Indian flyers, however, should welcome a Tataowned Air India. Over the past two decades, the airline has lost ground to rivals like Emirates Airlines and Qatar Airways on its lucrative international routes.
The last straw that almost broke the airline’s back was the ill-advised merger of Air India with Indian Airlines under the UPA-1 government in 2007. The incumbent Civil Aviation Minister Praful Patel at the time has escaped censure for what can only be described as an act of great irresponsibility.
Air India never recovered from the blow. Following the disastrous AI-IA merger, several of its profitable routes to the Gulf were gifted to carriers in the Middle East.
In 2001, a lobby led by the owner of a then-leading airline scuppered the Tatas’ entry into civil aviation in partnership with Singapore Airlines. In 2018, officials in the ministries of finance and civil aviation conspired to kill Air India’s first serious privatisation attempt by imposing onerous conditions on the deal. Air India remained a government fief for officials to feed off.
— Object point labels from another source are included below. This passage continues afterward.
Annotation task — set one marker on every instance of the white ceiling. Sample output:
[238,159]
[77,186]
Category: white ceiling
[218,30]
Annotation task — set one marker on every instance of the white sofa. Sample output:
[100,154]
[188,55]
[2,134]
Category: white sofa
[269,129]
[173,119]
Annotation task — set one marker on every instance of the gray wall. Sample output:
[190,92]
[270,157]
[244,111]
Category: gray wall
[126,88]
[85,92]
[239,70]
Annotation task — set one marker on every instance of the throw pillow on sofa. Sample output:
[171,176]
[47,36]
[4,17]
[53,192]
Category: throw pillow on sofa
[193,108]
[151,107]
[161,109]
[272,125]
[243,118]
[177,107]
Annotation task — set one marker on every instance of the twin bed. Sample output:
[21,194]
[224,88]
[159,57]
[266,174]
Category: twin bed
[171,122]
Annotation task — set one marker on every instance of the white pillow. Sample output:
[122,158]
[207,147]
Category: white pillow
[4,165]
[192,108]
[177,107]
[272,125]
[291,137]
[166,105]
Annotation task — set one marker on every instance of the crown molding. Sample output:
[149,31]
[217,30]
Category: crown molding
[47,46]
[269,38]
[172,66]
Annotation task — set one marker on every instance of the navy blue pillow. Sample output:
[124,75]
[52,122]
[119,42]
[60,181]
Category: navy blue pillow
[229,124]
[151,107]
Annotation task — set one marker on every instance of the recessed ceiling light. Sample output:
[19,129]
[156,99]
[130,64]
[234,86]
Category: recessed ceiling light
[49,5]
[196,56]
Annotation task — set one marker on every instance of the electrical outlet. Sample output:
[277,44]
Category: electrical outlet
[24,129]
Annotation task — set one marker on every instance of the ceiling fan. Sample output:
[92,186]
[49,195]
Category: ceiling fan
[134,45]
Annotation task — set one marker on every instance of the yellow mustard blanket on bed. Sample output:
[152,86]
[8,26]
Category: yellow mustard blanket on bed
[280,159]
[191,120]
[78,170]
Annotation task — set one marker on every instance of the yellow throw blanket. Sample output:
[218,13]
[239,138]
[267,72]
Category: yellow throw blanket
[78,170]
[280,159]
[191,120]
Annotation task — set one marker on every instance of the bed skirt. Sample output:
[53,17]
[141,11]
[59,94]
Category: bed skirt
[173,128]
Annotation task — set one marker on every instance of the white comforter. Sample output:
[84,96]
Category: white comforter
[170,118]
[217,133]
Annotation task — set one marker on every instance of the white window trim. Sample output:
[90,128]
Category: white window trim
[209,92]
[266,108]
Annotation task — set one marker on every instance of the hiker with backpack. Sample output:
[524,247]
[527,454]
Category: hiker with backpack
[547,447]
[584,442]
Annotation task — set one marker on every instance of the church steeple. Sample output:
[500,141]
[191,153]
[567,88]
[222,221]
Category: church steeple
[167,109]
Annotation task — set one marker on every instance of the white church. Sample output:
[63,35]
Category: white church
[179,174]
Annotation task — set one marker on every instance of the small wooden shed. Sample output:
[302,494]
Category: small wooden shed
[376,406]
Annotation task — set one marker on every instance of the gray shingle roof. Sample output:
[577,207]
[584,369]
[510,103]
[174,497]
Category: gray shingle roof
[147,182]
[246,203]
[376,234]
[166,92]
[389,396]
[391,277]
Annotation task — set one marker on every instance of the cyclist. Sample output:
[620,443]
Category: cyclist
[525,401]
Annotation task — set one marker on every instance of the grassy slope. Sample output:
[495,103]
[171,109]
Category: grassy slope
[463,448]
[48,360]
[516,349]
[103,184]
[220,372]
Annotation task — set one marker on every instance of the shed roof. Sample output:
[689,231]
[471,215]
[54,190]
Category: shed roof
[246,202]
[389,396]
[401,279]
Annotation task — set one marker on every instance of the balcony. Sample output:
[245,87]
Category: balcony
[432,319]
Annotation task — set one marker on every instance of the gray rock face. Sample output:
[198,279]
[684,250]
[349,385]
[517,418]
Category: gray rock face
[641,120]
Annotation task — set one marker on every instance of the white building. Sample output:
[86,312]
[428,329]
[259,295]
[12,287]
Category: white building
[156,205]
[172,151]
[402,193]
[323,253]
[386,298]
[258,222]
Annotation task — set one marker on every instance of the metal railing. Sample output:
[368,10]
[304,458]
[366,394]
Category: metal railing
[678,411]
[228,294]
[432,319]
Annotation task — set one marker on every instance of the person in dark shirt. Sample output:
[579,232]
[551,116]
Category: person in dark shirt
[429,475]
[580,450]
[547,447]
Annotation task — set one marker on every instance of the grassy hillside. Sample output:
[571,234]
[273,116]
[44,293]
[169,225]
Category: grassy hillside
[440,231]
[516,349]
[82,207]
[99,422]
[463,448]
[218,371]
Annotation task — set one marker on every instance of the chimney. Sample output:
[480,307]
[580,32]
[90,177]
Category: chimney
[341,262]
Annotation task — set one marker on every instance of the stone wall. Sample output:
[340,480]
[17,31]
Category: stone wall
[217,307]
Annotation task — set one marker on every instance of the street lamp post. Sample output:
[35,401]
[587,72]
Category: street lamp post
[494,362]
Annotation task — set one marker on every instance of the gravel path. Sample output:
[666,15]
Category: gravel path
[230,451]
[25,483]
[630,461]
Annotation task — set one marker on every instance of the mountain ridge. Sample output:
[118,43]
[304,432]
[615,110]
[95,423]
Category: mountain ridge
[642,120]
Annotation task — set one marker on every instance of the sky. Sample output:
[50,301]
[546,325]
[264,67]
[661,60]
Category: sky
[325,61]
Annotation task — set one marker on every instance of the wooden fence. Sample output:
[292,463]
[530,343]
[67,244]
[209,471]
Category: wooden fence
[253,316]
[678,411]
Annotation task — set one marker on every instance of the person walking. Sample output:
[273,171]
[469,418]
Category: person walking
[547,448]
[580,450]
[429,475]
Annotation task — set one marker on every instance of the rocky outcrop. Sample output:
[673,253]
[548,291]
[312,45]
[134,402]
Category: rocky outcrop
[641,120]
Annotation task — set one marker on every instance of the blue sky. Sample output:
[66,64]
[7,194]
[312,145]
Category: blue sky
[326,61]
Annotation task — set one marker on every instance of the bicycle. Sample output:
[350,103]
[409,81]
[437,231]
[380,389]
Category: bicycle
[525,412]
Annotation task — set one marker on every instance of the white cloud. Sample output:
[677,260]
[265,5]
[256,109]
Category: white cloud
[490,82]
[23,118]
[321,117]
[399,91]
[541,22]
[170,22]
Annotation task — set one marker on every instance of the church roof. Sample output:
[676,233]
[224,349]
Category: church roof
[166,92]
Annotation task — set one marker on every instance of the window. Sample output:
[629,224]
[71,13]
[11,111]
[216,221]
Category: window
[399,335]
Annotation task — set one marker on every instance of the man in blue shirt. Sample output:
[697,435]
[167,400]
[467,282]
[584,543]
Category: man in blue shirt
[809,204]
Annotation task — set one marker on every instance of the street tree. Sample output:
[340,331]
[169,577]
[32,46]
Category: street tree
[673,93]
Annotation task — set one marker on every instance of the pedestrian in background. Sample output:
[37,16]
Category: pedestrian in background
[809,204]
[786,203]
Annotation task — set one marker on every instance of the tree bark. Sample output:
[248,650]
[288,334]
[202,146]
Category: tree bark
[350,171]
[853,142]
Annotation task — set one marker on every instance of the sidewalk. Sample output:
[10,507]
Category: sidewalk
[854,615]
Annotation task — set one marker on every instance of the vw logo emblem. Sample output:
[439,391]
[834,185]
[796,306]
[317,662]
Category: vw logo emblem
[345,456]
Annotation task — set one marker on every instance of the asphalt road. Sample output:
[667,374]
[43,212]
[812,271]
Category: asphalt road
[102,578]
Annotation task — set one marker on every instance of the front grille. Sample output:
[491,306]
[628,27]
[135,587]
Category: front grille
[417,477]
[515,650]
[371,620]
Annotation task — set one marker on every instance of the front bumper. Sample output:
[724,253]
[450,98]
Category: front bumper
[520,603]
The Tatas have to put this pernicious history behind them. They should focus on the positives: excellent pilots and engineers, invaluable landing slots, solid ground operations, and legacy sovereign bilateral rights at international airports including Heathrow London and JFK New York.
For passengers, the sky is now the limit. They will get two professionally operated airlines, Indigo and Tata-Air India, run with private sector efficiency. The competition will lead to lower ticket prices, better service, modern airport lounges, and special offers. Ratan Tata is the son of JRD’s contemporary Naval Tata. Like JRD, Ratan too is a skilled pilot. Air India’s homecoming couldn’t have landed in safer hands.